エシニキ

グリーンルームのエシニキのレビュー・感想・評価

グリーンルーム(2015年製作の映画)
2.7
打倒!右派ってな名前のバンド(aints right)がアクシデント的に送り込まれたライブハウスがガチナチの巣窟。
そしてバンドは、偶然にもスキンヘッドの過激右翼どもの内輪揉め(思想信条の問題ではないっぽい)に巻き込まれ、ライブハウスに閉じ込められてどうしよう、脱出できるか!?
という映画
暴力シーンがちゃんとエグくショッキングで、映画館のシートの上おもわず体が動いてしまう。ライブハウスの感じもよくでていて、ステッカーやらなんやらのグッズもおおきな共感を。グロシーンの鮮やかさもそうだし、スマートさが巧みですなあ。テンポいいんだけど、「テンポいいなあ」とわざわざおもわないくらいの自然な運び。するっとしてる。

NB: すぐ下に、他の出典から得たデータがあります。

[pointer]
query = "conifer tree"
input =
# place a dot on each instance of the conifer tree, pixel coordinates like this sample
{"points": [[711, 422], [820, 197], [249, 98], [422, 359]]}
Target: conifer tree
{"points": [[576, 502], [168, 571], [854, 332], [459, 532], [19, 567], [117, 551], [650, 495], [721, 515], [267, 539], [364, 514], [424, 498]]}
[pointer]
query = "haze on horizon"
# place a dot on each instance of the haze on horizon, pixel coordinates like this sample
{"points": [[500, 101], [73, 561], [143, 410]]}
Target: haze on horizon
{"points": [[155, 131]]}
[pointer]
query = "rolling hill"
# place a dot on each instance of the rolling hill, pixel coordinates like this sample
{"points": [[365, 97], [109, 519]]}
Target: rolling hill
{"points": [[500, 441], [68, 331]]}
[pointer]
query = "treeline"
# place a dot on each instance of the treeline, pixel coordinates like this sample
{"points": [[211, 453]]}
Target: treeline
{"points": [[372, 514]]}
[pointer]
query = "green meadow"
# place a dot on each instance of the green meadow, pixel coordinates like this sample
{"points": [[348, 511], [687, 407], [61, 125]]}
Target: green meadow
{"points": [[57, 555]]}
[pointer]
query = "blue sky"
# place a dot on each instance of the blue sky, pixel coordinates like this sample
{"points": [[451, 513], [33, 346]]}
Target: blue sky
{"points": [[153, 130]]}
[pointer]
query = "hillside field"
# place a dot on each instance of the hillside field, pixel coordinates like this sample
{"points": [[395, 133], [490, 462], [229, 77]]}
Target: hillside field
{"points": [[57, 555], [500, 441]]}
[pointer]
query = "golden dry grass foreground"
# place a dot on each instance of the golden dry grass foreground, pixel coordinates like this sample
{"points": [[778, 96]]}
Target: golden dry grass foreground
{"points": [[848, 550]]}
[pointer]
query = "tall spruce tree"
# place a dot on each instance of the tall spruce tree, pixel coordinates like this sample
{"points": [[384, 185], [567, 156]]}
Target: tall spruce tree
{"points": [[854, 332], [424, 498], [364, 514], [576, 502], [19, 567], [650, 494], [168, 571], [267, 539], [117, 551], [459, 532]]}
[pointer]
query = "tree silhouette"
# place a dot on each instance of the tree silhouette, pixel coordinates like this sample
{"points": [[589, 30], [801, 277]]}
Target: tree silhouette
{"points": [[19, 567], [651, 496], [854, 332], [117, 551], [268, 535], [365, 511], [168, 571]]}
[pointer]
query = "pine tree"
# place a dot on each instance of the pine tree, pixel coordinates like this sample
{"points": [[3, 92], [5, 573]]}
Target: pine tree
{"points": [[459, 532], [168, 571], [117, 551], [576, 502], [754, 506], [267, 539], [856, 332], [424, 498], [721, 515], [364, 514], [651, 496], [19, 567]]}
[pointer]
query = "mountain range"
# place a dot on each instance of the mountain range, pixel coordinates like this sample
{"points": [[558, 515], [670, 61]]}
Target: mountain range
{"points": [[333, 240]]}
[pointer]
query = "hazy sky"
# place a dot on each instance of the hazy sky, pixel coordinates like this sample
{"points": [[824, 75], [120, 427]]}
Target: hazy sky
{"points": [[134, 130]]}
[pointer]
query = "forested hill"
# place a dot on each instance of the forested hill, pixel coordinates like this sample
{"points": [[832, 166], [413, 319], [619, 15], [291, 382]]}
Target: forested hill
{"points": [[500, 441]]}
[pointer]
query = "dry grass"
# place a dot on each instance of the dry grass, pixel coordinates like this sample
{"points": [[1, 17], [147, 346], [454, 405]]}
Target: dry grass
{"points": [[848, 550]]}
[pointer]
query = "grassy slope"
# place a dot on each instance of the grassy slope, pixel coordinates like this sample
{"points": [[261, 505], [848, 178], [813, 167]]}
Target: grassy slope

「愚か者が愚かさゆえに痛い目にあう」という映画、「やばいやつに理不尽な目にあう」という映画、どちらもよくあるけど、グリーンルームは、「愚か者の愚かさに理不尽にも付き合わされて、かわいそう」という映画。「愚か者は愚かさゆえに、他者をも巻き込む」あるいは、「武力・暴力は、(パンクロックより)強い」という教訓も得られる。
ということで、カタルシス的なものの質が、「やったー!」ってなブチアゲ↑タイプではなく、「やれやれ、がんばったねえ」っていう感じ。敵を倒すことより、逃げてー!って気持ちでみてました。刺激的なムービーであり、たのしめた。よさ。